SHTF is highly levered to the economy. However, given its (a) niche, difficult-to-replicate business model, (b) virtual monopoly in old vehicle (6+ years vintage) financing and (c) 12-15%+ AUM growth and 17-18% steady-state RoE, we believe that SHTG warrants a higher multiple. Every 25bp higher margin/ lower credit cost has a positive impact of 15-20bp on ROAUM, leading to a 5 % upgrade in earnings. We thus expect earnings upgrades for vehicle financiers, going ahead.
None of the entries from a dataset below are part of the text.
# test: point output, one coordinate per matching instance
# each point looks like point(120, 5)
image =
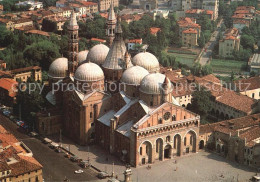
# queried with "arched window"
point(168, 138)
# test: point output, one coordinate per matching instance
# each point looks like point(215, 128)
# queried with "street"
point(55, 166)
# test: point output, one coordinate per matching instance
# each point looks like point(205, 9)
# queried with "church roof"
point(115, 57)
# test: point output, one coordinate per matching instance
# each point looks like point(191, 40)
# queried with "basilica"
point(121, 103)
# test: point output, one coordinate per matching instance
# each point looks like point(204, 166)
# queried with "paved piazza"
point(202, 166)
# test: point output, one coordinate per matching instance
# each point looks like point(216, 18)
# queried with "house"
point(187, 23)
point(240, 24)
point(8, 91)
point(254, 63)
point(23, 74)
point(236, 139)
point(154, 30)
point(133, 42)
point(196, 13)
point(98, 40)
point(189, 37)
point(249, 87)
point(229, 43)
point(17, 161)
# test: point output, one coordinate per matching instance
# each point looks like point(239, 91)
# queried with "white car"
point(79, 171)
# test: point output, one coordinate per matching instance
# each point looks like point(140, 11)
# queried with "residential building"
point(104, 5)
point(254, 63)
point(22, 74)
point(2, 65)
point(160, 14)
point(240, 24)
point(134, 43)
point(229, 43)
point(148, 5)
point(17, 161)
point(33, 4)
point(235, 139)
point(181, 6)
point(189, 23)
point(8, 91)
point(249, 87)
point(196, 13)
point(189, 37)
point(154, 30)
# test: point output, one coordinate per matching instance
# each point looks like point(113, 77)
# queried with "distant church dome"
point(58, 68)
point(82, 56)
point(147, 61)
point(134, 75)
point(152, 83)
point(98, 54)
point(89, 72)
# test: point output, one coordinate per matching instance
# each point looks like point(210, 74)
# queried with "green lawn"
point(227, 66)
point(184, 58)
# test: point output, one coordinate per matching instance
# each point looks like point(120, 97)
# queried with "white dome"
point(134, 75)
point(152, 83)
point(58, 68)
point(82, 56)
point(89, 72)
point(98, 54)
point(147, 61)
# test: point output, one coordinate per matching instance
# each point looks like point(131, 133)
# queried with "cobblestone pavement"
point(201, 166)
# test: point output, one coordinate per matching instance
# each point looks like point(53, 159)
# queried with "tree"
point(248, 42)
point(49, 26)
point(206, 70)
point(42, 53)
point(200, 102)
point(201, 40)
point(30, 101)
point(196, 69)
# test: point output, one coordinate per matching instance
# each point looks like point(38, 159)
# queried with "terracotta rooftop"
point(187, 22)
point(233, 125)
point(248, 84)
point(190, 31)
point(30, 68)
point(98, 40)
point(154, 30)
point(38, 32)
point(139, 41)
point(7, 84)
point(22, 164)
point(237, 101)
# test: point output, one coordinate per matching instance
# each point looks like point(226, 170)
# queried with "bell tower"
point(73, 45)
point(111, 25)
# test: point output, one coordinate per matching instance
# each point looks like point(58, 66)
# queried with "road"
point(55, 165)
point(210, 46)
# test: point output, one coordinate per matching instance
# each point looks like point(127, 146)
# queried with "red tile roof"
point(190, 31)
point(98, 40)
point(154, 30)
point(248, 84)
point(139, 41)
point(8, 84)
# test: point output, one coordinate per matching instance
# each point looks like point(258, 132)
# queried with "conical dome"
point(134, 75)
point(58, 68)
point(153, 83)
point(98, 54)
point(89, 72)
point(147, 61)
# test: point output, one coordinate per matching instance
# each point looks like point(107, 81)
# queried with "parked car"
point(78, 171)
point(103, 175)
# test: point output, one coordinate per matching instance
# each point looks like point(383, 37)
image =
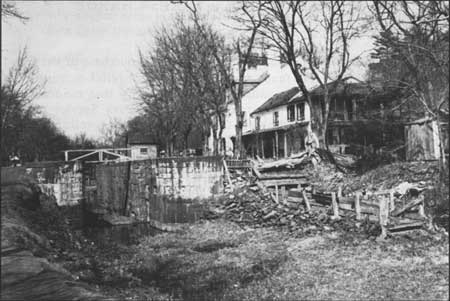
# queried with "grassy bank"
point(221, 261)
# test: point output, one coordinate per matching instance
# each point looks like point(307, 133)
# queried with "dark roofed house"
point(142, 148)
point(359, 114)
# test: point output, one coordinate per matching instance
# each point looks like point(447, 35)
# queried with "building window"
point(291, 113)
point(301, 111)
point(275, 119)
point(144, 151)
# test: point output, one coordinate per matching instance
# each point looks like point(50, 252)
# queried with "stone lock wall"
point(61, 180)
point(164, 189)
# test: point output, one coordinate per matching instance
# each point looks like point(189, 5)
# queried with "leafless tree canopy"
point(9, 9)
point(318, 33)
point(242, 48)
SHTF’s return ratios are just off cyclical lows, with decadal high credit cost and NPLs. However, the elevated credit costs for the company over the past two years are just statutory and not economic – i.e. write-offs (as % of AUM) have been stable. Credit costs have been high only in order to maintain PCR and not because of high net credit losses. We believe that the worst of asset quality troubles is behind and that the company should witness improving return ratios due to lower credit costs. Additionally, we believe that margin compression fears are overplayed, with the company yet to reap benefits in its cost of funds (CoF).